Telomerase activity: a biomarker of cell proliferation, not malignant transformation

Abstract

Telomerase activity is readily detected in most cancer biopsies, but not in premalignant lesions or in normal tissue samples with a few exceptions that include germ cells and hemopoietic stem cells. Telomerase activity may, therefore, be a useful biomarker for diagnosis of malignancies and a target for inactivation in chemotherapy or gene therapy. These observations have led to the hypothesis that activation of telomerase may be an important step in tumorigenesis. To test this hypothesis, we studied telomerase activity in isogeneic samples of uncultured and cultured specimens of normal human uroepithelial cells (HUCs) and in uncultured and cultured biopsies of superficial and myoinvasive transitional cell carcinoma (TCC) of the bladder. Our results demonstrated that four of four TCC biopsies, representing both superficial and myoinvasive TCCs, were positive for telomerase activity, but all samples of uncultured HUC were telomerase negative. However, when the same normal HUC samples were established as proliferating cultures in vitro, telomerase activity was readily detected but usually at lower levels than in TCCs. Consistent with the above observation of the telomerase activity in HUCs, telomeres did not shorten during the HUC in vitro lifespan. Demonstration of telomerase in proliferating human epithelial cells in vitro was not restricted to HUCs, because it was also present in prostate and mammary cell cultures. Notably, telomerase activity was relatively low or undetectable in nonproliferating HUC cultures. These data do not support a model in which telomerase is inactive in normal cells and activated during tumorigenic transformation. Rather, these data support a model in which the detection of telomerase in TCC biopsies, but not uncultured HUC samples, reflects differences in proliferation between tumor and normal cells in vivo.

Figure 1

Telomerase activity is not detected in ureteral tissues. Results of the TRAP assay to detect telomerase activity in ureter, ureteral mucosa, and ureteral submucosa from two tissue samples (Ureters 1 and 2) are shown. Controls included a sample of every extract treated with RNase (−/+ RNase), the reaction mixture with no cell extract added (Mix), and samples containing extracts from both a telomerase-negative (TCC 96–2) and a telomerase-positive (TCC 94–10) TCC line. A 10-bp DNA ladder is included in lane M for size reference.

Figure 2

Telomerase activity is detected in proliferating HUCs. Results of the TRAP assay to test telomerase activity in two independent HUC cell cultures (HUCs 1 and 2) established from explant cultures of Ureters 1 and 2, respectively, as shown in Fig. 1, are shown.
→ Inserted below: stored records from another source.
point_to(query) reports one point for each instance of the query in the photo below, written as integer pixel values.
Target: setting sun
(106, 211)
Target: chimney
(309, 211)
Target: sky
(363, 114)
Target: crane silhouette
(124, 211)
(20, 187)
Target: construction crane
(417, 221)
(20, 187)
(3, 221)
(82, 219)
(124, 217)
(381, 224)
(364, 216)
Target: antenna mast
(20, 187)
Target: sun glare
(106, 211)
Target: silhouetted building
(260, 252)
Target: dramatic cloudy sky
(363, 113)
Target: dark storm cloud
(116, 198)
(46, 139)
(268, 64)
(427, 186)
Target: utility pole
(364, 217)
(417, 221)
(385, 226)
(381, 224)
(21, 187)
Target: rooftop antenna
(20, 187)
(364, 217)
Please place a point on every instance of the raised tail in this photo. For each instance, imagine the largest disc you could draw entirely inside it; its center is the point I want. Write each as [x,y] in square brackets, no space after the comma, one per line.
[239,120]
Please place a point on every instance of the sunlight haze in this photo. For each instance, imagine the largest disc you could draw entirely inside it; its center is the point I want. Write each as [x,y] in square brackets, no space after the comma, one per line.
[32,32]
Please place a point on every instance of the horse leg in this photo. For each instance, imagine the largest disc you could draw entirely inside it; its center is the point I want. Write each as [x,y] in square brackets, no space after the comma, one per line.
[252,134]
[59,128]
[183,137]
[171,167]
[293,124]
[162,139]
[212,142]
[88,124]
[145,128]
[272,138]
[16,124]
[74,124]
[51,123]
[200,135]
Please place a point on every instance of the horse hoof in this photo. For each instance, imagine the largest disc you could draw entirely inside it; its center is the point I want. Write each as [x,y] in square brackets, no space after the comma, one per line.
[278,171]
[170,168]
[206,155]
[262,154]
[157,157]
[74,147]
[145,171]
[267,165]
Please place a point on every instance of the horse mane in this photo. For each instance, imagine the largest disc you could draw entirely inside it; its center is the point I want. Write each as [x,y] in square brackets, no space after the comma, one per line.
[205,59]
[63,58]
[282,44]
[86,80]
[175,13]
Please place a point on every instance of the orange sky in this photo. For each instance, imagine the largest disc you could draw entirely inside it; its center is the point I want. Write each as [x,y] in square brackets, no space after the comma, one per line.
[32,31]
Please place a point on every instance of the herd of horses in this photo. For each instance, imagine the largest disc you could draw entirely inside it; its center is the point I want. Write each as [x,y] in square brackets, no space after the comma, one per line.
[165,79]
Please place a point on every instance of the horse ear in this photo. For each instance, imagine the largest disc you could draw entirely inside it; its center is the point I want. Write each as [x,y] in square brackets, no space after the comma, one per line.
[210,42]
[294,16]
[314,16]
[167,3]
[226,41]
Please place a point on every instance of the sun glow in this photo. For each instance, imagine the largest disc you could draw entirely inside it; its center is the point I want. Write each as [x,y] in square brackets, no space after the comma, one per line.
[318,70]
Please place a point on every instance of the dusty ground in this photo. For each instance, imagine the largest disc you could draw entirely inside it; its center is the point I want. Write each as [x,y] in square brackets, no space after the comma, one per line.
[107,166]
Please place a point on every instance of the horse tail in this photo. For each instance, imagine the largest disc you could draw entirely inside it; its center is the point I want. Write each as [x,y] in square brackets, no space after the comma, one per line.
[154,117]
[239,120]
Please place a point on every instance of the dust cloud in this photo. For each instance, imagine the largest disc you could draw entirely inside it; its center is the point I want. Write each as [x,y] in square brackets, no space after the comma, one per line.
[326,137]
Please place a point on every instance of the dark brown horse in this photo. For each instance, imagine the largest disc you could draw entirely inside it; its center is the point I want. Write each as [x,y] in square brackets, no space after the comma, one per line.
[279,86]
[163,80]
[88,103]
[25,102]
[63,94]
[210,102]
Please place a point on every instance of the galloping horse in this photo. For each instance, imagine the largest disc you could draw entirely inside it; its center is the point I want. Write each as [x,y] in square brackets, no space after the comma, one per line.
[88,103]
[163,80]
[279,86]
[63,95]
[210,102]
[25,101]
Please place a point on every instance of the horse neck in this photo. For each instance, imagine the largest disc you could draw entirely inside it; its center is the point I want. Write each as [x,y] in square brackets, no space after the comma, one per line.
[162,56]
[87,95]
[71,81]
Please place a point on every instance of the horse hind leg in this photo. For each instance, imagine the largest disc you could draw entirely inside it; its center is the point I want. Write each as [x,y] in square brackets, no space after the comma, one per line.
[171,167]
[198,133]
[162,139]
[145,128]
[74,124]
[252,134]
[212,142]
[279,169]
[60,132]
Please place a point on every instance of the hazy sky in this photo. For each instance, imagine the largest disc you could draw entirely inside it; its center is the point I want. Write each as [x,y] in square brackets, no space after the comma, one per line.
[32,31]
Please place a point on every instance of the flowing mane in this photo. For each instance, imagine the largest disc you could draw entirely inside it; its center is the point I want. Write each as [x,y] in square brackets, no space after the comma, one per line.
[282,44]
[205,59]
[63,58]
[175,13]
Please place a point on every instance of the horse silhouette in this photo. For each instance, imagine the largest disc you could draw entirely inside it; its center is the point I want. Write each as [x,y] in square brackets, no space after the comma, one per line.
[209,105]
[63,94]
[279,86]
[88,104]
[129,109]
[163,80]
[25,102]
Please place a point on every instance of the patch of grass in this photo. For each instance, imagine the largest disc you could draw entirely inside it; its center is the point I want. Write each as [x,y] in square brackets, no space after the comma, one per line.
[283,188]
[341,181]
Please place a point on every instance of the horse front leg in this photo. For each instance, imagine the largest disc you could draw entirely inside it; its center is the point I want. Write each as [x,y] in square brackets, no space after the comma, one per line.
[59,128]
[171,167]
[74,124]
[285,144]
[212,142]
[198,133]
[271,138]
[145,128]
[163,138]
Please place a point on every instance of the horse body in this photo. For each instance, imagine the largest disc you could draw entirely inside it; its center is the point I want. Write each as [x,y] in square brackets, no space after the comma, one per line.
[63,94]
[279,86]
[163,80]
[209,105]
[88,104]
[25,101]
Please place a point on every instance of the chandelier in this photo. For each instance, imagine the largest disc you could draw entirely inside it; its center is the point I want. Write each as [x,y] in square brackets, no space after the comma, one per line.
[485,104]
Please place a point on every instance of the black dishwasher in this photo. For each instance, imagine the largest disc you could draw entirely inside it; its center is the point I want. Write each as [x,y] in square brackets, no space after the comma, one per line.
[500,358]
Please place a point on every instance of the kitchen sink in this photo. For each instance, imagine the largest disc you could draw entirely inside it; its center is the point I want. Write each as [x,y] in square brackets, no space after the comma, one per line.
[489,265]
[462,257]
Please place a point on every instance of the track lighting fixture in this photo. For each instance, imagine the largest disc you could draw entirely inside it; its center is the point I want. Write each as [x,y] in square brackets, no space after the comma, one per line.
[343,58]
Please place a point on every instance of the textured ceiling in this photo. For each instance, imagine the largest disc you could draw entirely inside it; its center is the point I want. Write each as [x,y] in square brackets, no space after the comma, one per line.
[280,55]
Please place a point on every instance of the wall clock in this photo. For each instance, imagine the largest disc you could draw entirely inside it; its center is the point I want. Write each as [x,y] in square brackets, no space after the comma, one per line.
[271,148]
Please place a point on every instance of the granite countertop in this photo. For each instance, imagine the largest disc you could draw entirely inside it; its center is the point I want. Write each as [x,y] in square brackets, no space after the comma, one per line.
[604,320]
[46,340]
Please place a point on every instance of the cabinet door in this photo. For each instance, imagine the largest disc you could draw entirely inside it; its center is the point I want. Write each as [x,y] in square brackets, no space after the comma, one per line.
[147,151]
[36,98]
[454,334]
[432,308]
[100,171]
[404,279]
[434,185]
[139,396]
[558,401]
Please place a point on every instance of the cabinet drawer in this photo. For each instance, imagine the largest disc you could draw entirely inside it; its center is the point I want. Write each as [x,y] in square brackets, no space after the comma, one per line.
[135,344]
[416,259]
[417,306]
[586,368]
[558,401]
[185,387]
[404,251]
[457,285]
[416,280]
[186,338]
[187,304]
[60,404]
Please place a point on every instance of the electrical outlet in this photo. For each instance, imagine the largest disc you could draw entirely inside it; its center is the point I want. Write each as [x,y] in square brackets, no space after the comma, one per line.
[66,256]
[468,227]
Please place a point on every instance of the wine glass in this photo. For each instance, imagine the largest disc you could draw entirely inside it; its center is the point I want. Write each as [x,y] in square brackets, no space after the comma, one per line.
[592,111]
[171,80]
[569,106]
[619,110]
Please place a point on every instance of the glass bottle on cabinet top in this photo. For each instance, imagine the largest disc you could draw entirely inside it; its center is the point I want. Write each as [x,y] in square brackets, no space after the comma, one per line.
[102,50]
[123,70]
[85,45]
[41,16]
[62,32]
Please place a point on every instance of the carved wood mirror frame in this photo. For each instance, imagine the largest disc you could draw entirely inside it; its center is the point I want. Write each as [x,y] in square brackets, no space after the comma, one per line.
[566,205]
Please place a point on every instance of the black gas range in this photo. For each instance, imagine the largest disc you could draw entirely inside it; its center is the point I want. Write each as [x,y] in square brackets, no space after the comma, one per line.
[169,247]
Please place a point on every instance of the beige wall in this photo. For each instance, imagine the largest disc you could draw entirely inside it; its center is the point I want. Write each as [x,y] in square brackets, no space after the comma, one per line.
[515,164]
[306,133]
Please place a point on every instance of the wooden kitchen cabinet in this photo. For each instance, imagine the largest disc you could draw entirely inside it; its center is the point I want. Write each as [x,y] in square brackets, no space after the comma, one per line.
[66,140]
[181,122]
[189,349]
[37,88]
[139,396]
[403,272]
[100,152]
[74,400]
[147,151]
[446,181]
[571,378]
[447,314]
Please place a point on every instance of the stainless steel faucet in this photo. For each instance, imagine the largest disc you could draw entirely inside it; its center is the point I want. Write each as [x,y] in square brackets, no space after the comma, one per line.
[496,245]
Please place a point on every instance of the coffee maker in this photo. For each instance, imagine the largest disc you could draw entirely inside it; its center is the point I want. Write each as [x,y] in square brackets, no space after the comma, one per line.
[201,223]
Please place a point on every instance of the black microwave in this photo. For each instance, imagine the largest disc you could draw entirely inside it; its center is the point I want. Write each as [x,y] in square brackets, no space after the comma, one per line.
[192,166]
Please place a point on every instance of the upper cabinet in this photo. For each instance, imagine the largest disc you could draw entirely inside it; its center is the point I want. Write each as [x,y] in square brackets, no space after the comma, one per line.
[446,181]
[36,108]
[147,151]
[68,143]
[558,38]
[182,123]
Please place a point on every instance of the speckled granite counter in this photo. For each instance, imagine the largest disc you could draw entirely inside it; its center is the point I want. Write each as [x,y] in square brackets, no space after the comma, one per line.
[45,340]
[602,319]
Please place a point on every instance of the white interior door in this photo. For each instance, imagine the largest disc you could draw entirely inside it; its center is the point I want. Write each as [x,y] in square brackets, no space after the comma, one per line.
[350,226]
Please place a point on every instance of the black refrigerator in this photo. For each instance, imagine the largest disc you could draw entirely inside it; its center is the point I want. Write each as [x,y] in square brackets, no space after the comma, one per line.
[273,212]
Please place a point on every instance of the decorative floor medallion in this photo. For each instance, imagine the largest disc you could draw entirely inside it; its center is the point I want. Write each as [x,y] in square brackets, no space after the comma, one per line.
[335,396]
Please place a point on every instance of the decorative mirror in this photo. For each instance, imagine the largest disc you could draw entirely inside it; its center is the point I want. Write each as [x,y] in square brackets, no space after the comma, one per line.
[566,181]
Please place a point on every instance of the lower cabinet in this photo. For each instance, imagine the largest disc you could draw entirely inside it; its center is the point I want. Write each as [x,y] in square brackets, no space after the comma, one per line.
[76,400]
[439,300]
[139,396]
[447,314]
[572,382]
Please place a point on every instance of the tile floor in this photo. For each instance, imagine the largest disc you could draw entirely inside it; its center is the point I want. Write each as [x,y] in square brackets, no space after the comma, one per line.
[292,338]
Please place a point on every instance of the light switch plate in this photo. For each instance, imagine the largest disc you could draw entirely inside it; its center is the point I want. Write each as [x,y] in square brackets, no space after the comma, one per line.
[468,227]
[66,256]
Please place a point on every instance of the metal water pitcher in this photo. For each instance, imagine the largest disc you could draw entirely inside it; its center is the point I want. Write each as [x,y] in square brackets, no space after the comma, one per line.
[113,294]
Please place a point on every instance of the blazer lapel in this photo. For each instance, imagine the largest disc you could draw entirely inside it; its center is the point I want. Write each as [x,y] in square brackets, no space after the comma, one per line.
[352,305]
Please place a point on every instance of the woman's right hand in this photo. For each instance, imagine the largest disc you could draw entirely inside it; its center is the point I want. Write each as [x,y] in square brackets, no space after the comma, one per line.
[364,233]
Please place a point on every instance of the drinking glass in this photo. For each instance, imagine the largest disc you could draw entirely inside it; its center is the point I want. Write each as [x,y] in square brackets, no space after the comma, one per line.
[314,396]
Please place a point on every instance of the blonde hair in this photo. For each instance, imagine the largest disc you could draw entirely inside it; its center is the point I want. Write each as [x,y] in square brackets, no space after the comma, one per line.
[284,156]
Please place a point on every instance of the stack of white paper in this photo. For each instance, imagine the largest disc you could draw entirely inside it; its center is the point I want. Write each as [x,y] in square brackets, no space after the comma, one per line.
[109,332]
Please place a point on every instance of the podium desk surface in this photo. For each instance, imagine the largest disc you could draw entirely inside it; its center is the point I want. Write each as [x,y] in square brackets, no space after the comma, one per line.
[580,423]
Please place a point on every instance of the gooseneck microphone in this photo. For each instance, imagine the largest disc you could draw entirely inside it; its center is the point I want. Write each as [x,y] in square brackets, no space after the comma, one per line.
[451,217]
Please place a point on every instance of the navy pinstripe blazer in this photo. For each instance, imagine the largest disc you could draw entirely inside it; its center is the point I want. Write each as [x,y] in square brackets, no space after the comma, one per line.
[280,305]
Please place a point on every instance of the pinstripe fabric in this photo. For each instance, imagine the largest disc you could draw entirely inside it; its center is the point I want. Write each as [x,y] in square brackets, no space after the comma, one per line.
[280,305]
Telomerase activity was analyzed in both proliferating (Prolif) and senescent (Sensc) cultures. The control lanes are as described in Fig. 1.

Figure 3

Association of telomerase activity with HUC proliferation. The TRAP assay results shown compare telomerase activity in isogeneic samples of uroepithelial cells. Samples included uncultured mucosa (muc), proliferating (Prolif) HUC, senescent (Sensc) HUC, and confluent (Conf) HUC cultures. The mucosa and all cultures were derived from ureter 1. The control lanes are as described in Fig. 1.

Figure 4

Telomerase activity is detected in proliferating epithelial cells. Results of the TRAP assay comparing proliferating cultures of ureter (HUC), bladder (BEC), and mammary (MEC) epithelial cells (A) and prostate (PEC) epithelial cells (B). The control lanes are as described in the legend to Fig. 1.

Figure 5

Telomerase activity in uncultured and cultured TCCs. Representative results of the TRAP assay comparing uncultured biopsies (Biop) of TCCs and proliferating TCC cultures (Cult) from three TCCs (TCCs 1, 2, and 3) are shown. TCCs 1 and 3 are superficial grade I, and TCC 2 is myoinvasive grade III. The controls are as described in Fig. 1.

Figure 6

Lack of telomere shortening in HUC in vitro and in vivo. Results of Southern blot analysis to determine whether telomere length changes after serial passage of HUC in vitro by using cultures (HUCs 3 and 4) established from two different ureters. The donor of ureter 3 was 53 years old, and the donor of ureter 4 was 23.

Figure 7

Lack of correlation between telomerase activity and telomere length in two TCC lines. A Southern blot analysis is shown demonstrating shorter telomeres (3–5 kb) in a TCC line that shows telomerase activity (P) compared with a TCC line that is negative (N) for telomerase activity (5–10 kb) (Figs. 1, 2, 3, 4, 5 above). Telomere length of early-passage (P1) and senescent (P4) cultures of HUC 5 are shown for comparison. The donor of ureter 5 was 17 years old.